The hash-bang line needs to be the first line in the script. Get rid of the #fileformat=unix. Also make sure your script is executable (chmod +x scriptname). This works:

hash-bang 行需要是脚本中的第一行。摆脱#fileformat=unix. 还要确保您的脚本是可执行的 ( chmod +x scriptname)。

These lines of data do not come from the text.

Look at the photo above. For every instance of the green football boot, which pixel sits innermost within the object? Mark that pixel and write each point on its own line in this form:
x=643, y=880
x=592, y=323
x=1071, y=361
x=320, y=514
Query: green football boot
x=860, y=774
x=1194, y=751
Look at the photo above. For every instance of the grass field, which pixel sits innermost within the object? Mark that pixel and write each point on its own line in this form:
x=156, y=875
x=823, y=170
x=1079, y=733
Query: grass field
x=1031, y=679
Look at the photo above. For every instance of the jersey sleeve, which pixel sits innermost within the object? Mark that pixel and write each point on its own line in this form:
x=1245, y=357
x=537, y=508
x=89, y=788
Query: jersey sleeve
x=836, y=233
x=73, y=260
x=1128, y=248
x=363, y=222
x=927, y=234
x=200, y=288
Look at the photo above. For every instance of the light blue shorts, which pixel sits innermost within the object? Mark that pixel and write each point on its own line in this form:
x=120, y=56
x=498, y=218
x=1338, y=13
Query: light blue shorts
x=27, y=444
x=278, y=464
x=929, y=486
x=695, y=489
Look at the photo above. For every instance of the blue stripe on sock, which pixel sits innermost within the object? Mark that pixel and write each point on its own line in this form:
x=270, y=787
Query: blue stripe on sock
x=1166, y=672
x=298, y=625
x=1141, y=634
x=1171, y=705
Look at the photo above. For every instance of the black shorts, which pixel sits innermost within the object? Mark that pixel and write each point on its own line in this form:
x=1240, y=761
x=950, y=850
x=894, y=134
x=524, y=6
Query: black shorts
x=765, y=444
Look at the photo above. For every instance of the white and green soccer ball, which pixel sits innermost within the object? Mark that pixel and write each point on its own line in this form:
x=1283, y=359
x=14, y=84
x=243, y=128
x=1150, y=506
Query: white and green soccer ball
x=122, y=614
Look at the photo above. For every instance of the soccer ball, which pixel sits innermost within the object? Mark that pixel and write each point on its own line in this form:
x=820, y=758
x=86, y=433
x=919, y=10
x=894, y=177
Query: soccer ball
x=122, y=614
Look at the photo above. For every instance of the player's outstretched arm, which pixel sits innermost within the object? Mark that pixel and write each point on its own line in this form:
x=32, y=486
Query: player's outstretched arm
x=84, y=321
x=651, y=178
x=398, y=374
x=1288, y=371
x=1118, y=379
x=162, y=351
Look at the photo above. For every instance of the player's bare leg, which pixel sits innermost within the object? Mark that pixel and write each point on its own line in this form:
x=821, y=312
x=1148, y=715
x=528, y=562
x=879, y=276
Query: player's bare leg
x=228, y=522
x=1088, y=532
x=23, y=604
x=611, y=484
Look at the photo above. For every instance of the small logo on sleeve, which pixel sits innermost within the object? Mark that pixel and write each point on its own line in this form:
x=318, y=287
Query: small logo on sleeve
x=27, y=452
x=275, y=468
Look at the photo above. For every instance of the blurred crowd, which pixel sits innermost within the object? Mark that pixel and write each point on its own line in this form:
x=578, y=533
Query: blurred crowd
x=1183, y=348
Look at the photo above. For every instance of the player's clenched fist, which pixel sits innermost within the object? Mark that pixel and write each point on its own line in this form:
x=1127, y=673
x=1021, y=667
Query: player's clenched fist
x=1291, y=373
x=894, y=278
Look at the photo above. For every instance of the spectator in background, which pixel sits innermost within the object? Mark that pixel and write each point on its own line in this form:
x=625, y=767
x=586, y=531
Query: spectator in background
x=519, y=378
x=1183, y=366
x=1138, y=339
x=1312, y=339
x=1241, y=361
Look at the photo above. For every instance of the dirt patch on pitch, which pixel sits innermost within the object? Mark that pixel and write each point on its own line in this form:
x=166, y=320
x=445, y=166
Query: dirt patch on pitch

这有效：

#!/bin/bash
grep -iv '#$'

1st off you need #! /bin/bash as the first line in your script.

第一关你需要#! /bin/bash 作为脚本中的第一行。

Then '#$' has no meaning in the shell pantheon of parameters. Are you searching for a '#' at the end of the line? (That is OK). But if you meant '$#' but then $# is the parameter that means the 'number of arguments on the command-line'

那么'#$'在参数的shell万神殿中没有意义。您是否在行尾搜索“#”？（那没问题）。但是，如果您的意思是 '$#' 但 $# 是表示“命令行上的参数数量”的参数

Generally, piping a list of files to a script to acted on would have to be accomplished with further wrapper. So a bare-bones, general solution to the problem you pose might be :

通常，将文件列表通过管道传输到要执行的脚本必须使用进一步的包装器来完成。因此，您提出的问题的基本解决方案可能是：

$cat scriptname
#!/bin/bash

while read fileTargs ; do
   grep -iv "${@}" ${fileTargs}   # (search targets).
done

called as

称为

ls | scriptname srchTargets

I hope this helps.

我希望这有帮助。

Change it to ls < scriptnameso that the output is passed to ls.

将其更改为，ls < scriptname以便将输出传递给 ls。